Der erste der Versuche, der die erhaͤrtende Eigenschaft des rohen Gypses
andeutete, war ganz geeignet die Vermuthung zu veranlassen, daß eine chemische
Zersezung zu diesem Resultate noͤthig sey. Ich wuͤnschte zu ermitteln,
in wiefern frisch gefaͤllter kohlensaurer Kalk im Stande sey, den Gyps zu
verbessern, und brachte zu diesem Behufe gepuͤlverten rohen Gyps auf ein
Filtrum, auf welchem ich ihn mit einer kalten Aufloͤsung von kohlensaurem
Kali uͤbergoß. Das Resultat war, daß das Gypspulver sogleich
erhaͤrtete, und daß eine offenbare Verminderung des Alkali Statt fand. Bei
wiederholtem Filtriren derselben Aufloͤsung durch dasselbe Filtrum deutete
das Curcumepapier endlich kein Alkali mehr an, und durch die Anwendung von
Reagenzien zeigte sich, daß schwefelsaures Kali an dessen Stelle getreten war, so
daß man sich auf diese Weise ziemlich schnell eine gesaͤttigte
Aufloͤsung dieses lezteren Salzes verschaffen kann. Uebrigens ergibt sich bei
weiterer Untersuchung, daß das schwefelsaure Kali keine bleibende Verbindung mit dem
Gypse einzugehen im Stande ist.
Man wird vielleicht bei weiteren Nachforschungen noch andere Salze auffinden, die
sich noch besser, als die bereits angefuͤhrten, dazu eignen duͤrften,
den rohen Gyps zum Erhaͤrten zu bringen. Das kohlensaure Kali scheint jedoch
wegen seiner Wohlfeilheit den Vorzug zu verdienen, wenn die Erfahrung zeigen sollte,
daß der auf diese Weise zum Erhaͤrten gebrachte rohe Gyps eben so gute
Dienste leistet, als der gebrannte Gyps.
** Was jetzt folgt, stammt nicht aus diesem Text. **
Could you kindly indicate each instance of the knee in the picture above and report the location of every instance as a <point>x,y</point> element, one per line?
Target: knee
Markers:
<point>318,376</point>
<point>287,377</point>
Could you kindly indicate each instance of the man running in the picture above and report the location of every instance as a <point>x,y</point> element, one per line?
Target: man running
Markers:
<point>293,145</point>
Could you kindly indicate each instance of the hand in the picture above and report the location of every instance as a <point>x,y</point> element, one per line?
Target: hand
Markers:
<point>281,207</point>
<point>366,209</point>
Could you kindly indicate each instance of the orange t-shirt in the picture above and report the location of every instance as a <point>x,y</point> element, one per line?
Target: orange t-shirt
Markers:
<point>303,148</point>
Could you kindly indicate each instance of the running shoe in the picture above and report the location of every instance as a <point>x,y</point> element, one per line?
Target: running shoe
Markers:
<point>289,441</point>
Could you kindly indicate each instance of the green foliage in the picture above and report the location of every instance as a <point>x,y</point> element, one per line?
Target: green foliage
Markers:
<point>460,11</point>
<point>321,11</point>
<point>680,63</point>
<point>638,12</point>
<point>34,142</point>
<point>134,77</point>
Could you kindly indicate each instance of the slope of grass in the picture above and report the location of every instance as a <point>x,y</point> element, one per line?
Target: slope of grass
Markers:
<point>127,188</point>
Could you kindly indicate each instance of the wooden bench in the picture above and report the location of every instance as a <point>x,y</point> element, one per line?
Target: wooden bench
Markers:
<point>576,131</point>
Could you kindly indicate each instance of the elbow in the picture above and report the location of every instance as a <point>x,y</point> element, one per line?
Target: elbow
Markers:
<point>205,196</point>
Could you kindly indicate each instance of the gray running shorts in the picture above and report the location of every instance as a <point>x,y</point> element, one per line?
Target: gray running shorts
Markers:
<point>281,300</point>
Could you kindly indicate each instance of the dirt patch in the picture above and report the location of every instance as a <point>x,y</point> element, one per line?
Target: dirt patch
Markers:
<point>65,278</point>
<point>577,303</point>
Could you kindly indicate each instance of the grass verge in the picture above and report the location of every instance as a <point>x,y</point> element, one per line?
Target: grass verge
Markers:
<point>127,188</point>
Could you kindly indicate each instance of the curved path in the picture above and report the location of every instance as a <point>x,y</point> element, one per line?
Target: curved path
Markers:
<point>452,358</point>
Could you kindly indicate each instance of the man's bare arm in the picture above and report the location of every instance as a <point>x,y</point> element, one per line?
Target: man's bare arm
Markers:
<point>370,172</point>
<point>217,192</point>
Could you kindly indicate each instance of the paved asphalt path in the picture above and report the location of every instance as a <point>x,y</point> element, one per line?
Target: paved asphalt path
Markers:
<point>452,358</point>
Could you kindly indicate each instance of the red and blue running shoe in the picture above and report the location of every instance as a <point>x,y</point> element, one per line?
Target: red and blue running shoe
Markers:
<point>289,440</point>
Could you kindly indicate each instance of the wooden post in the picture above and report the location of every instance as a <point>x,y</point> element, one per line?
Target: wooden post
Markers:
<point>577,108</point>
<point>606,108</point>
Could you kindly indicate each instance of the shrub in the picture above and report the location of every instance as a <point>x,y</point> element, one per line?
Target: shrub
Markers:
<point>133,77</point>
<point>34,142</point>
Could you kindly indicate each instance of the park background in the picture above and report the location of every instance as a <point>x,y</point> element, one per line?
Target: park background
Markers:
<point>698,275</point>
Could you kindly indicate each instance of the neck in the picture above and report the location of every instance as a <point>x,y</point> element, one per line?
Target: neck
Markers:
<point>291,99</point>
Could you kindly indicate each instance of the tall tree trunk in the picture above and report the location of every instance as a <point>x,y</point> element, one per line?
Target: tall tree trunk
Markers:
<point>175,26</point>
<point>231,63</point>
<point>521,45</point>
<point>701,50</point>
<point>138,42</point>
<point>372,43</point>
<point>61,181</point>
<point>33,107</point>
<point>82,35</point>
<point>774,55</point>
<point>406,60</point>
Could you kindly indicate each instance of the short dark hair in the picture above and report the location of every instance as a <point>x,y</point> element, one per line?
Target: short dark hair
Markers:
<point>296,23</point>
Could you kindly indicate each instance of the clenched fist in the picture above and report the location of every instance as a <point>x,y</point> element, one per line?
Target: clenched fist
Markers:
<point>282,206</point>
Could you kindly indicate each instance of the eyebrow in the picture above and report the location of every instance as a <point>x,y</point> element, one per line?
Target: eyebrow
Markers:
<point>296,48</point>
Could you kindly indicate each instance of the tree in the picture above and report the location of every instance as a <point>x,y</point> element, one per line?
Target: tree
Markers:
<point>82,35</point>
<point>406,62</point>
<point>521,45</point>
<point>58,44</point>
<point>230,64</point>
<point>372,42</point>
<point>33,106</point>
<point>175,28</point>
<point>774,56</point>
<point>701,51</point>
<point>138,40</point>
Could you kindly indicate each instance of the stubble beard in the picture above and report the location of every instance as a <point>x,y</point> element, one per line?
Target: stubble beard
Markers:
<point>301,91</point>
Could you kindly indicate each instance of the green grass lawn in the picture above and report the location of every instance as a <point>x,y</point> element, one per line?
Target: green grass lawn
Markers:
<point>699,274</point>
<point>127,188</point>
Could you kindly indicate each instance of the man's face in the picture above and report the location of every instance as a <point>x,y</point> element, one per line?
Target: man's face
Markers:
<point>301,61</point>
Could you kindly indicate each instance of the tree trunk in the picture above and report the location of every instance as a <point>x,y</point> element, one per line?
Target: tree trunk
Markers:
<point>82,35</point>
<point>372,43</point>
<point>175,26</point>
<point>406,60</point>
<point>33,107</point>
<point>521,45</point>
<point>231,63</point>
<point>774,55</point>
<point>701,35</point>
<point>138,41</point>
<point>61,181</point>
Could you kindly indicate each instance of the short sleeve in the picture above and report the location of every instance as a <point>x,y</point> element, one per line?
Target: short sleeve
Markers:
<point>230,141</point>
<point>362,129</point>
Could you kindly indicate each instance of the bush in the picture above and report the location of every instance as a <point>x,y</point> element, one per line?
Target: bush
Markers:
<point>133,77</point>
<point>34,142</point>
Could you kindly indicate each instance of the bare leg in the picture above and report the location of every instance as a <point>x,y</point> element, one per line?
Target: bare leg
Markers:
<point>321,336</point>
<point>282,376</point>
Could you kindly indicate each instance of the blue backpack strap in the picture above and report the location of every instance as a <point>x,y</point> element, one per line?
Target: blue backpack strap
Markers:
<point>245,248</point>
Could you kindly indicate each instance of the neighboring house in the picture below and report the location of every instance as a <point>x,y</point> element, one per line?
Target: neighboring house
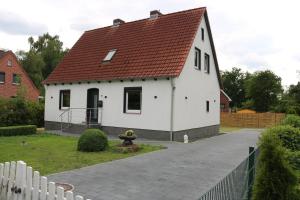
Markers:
<point>224,102</point>
<point>13,76</point>
<point>158,76</point>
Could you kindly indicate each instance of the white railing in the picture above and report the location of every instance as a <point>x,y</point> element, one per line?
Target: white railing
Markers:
<point>19,182</point>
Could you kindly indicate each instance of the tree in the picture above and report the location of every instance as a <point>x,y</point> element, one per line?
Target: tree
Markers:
<point>234,85</point>
<point>275,178</point>
<point>50,48</point>
<point>42,57</point>
<point>263,88</point>
<point>34,65</point>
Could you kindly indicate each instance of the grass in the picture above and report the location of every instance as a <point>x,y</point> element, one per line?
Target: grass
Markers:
<point>49,154</point>
<point>226,129</point>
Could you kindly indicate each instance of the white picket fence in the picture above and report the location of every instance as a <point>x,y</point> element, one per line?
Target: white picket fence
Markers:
<point>17,183</point>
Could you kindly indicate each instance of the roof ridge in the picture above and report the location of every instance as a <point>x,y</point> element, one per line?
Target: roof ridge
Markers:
<point>163,15</point>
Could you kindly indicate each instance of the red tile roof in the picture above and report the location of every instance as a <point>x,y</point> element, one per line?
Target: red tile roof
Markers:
<point>145,48</point>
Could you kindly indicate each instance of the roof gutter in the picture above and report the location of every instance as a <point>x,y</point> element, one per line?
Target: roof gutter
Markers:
<point>172,108</point>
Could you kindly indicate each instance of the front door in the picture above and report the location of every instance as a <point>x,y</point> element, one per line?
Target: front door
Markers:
<point>92,106</point>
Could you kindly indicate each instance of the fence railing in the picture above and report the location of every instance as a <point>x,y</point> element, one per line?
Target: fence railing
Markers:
<point>251,120</point>
<point>19,182</point>
<point>237,185</point>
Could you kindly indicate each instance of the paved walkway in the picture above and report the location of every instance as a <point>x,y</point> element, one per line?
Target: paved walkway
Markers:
<point>183,171</point>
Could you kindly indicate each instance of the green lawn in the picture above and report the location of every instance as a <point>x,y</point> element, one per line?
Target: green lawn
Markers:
<point>226,129</point>
<point>50,153</point>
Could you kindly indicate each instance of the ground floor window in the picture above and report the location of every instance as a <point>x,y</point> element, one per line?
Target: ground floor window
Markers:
<point>64,97</point>
<point>2,77</point>
<point>132,100</point>
<point>16,79</point>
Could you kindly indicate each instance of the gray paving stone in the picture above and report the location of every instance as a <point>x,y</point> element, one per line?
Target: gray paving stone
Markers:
<point>182,171</point>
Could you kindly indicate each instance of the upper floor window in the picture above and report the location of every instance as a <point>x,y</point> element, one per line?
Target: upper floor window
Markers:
<point>64,99</point>
<point>16,79</point>
<point>206,63</point>
<point>132,100</point>
<point>197,63</point>
<point>9,63</point>
<point>109,55</point>
<point>2,77</point>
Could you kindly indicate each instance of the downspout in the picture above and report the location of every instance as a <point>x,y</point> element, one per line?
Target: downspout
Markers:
<point>172,108</point>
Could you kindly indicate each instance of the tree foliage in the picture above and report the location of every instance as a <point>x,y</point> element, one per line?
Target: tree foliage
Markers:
<point>264,89</point>
<point>42,57</point>
<point>275,178</point>
<point>234,85</point>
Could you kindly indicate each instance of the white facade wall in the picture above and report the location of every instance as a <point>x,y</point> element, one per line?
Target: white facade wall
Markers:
<point>198,87</point>
<point>155,114</point>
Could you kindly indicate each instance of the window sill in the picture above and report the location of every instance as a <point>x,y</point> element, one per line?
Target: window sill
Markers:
<point>137,112</point>
<point>64,108</point>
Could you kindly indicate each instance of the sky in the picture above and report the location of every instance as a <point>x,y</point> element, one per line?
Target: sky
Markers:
<point>252,35</point>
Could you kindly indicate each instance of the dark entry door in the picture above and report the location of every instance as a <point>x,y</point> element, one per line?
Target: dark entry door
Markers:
<point>92,106</point>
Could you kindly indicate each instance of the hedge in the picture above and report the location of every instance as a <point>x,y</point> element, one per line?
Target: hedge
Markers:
<point>18,130</point>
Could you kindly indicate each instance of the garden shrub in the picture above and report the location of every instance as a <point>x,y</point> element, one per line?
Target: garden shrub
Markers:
<point>289,136</point>
<point>92,140</point>
<point>294,159</point>
<point>18,130</point>
<point>275,178</point>
<point>292,120</point>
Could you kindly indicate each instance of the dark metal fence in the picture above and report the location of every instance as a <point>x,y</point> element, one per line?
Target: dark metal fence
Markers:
<point>237,185</point>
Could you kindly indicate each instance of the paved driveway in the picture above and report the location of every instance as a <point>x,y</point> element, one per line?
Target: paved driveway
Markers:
<point>183,171</point>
Das Brennen des Gypses zeigt sich nicht
jedes Mal als das geeignetste Verfahren, und in diesem Falle moͤchte wohl
durch eine Aufloͤsung von kohlensaurem Kali, oder eine aus Holzasche
gewonnene Lauge schnell ein Erhaͤrten bewirkt werden koͤnnen, welches,
so viel ich bisher ermitteln konnte, auch vollkommen ist.